By Dr. David C. Pate, News and Community
June 27, 2013

Although our roots go back more than 100 years, to the beginning of St. Luke’s Hospital, we are very young as a health system. We became a system in 2006 due to the tremendous vision and foresight of Ed Dahlberg, who was our CEO at the time, and a community board that could see that becoming a health system would best prepare St. Luke’s to continue its legacy and serve our communities far into the future.

When St. Luke’s Hospital opened on Dec. 1, 1902, the same year that the cornerstone was laid for Boise High School, it had six inpatient beds. St. Luke’s mission was to care for Episcopal ministers, their families, and missionaries. Within a week, it was clear that St. Luke’s would quickly expand to serve the needs of the entire community.

Things have changed significantly over 110 years. Through world wars, epidemics, industrialization, tremendous population growth, and unprecedented advances in medicine, St. Luke’s Hospital evolved into a regional medical center and became a community-owned asset. St. Luke’s Wood River Medical Center was newly constructed and opened in 2000. St. Luke’s Meridian Medical Center opened as a hospital in November of 2001. 

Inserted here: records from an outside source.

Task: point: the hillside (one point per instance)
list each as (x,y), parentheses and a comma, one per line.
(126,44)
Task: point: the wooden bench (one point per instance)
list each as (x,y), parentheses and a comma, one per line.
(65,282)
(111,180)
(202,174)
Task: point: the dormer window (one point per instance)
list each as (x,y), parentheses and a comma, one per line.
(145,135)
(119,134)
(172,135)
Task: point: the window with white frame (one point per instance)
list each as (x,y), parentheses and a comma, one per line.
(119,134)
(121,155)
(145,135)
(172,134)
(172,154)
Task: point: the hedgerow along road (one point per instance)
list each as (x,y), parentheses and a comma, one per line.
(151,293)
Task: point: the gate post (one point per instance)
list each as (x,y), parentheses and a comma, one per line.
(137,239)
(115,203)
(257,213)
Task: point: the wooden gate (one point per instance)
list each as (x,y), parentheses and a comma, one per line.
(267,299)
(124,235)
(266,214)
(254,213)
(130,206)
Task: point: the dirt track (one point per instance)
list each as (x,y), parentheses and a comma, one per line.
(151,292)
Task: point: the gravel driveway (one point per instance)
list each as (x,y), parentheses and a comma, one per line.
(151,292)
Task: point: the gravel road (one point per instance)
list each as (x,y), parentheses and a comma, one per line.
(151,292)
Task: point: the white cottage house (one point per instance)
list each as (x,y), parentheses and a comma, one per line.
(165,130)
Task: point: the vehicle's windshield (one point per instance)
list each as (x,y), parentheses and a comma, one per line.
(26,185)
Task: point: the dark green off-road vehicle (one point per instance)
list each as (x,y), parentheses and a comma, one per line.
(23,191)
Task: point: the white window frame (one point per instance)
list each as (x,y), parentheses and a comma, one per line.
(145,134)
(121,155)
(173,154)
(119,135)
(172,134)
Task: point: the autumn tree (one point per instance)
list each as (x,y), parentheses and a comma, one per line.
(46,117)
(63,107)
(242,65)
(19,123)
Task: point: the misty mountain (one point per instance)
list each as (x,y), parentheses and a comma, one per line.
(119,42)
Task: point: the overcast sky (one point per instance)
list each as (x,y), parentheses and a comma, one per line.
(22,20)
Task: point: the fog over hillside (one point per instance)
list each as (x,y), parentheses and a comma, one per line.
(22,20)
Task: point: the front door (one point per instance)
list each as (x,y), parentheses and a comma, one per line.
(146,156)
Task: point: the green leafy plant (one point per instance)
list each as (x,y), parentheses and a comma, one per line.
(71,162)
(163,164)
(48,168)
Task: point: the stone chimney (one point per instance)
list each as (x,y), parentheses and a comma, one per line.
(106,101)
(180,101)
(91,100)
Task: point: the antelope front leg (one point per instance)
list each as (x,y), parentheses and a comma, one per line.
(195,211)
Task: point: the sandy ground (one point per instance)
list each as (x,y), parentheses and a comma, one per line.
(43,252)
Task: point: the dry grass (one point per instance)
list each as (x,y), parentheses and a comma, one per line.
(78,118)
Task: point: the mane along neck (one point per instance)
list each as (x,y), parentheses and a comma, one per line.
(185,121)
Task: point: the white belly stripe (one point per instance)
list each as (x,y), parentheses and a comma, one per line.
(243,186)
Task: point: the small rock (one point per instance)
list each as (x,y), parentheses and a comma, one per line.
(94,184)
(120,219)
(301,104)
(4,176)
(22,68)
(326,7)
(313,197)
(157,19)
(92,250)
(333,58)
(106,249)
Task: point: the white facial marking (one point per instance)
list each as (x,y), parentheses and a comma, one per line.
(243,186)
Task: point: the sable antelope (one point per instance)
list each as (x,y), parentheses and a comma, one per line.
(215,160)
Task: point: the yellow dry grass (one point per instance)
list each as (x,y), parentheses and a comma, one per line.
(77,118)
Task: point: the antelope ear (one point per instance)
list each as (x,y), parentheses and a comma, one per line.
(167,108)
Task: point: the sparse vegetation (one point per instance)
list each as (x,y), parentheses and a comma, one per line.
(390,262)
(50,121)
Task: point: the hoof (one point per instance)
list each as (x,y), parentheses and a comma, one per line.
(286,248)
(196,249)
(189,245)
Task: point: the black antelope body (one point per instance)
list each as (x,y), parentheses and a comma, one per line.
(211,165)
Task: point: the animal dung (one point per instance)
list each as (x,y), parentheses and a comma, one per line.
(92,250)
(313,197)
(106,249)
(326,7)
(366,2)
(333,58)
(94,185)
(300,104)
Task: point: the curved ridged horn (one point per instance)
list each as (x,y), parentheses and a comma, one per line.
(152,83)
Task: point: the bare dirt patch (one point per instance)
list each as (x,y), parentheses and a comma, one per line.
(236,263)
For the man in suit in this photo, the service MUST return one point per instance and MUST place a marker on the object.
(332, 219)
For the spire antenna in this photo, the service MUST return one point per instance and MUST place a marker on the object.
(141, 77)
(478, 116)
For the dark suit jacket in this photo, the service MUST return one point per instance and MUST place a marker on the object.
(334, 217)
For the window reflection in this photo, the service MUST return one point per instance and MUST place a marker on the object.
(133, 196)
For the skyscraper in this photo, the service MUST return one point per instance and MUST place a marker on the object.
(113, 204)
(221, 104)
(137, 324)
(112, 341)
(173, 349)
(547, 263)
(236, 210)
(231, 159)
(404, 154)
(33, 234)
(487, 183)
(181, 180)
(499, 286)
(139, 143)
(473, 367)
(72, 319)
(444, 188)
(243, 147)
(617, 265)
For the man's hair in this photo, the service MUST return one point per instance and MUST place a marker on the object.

It was the decision of the Twin Falls County Commissioners, after a competitive process and community vote, to have the Magic Valley Regional Medical Center affiliate with St. Luke’s, marking our transformation to a health system.

Why is being a system significant?

Nothing has prepared us better for meeting the demands of healthcare reform. The emerging healthcare need is to manage the health of populations of people, not just the care of individual patients. 

This requires a change in focus from hospital-centric care to patient-centered care, provided in the lowest-cost setting that can still achieve the best possible outcomes. 

Patients no longer get their care from one provider or in one place. They receive care throughout their lives along a continuum that may involve a physician’s office, a community hospital, a tertiary care medical center, a rehabilitation facility, a skilled nursing facility, a long-term acute care hospital, an assisted living facility, their own home with home health services, and perhaps hospice care. 

To be effective, this requires care coordination, an integrated electronic health record, and coordination of care transitions. It requires physicians and hospitals working together, and the use of many team members – therapists, dieticians, physician assistants, nurse practitioners, athletic trainers, educators, nurse coordinators, navigators, health coaches, and more. Traditional stand-alone hospitals simply cannot meet all the needs of a population. 

St. Luke’s is well-positioned and prepared for the future of health care. We are leveraging technology in ways that few stand-alone hospitals can. We are transforming the care model to promote care coordination and to position ourselves to be accountable for not just the outcomes of care, but the total cost of that care. This year, we became Idaho’s first and only accountable care organization. 

St. Luke’s is used to making history. We are doing it again. We are steeped in a tradition of unparalleled caring and care. Boise has depended upon us since 1902 and now, our region is depending on us. 

I am so proud of our legacy and history, and so excited for our future. Thanks to St. Luke's patients and families, friends, physicians, board members, and employees for all that you do to support St. Luke’s, to continue our good work, and to transform health care to meet the needs of our communities into the next century. Happy birthday, St. Luke’s Health System! Hey, go light on the cake! :)


About The Author

David C. Pate, M.D., J.D., is president and CEO of St. Luke's Health System, based in Boise, Idaho. Dr. Pate joined the System in 2009. He received his medical degree from Baylor College of Medicine in Houston and his law degree from the University of Houston Law Center.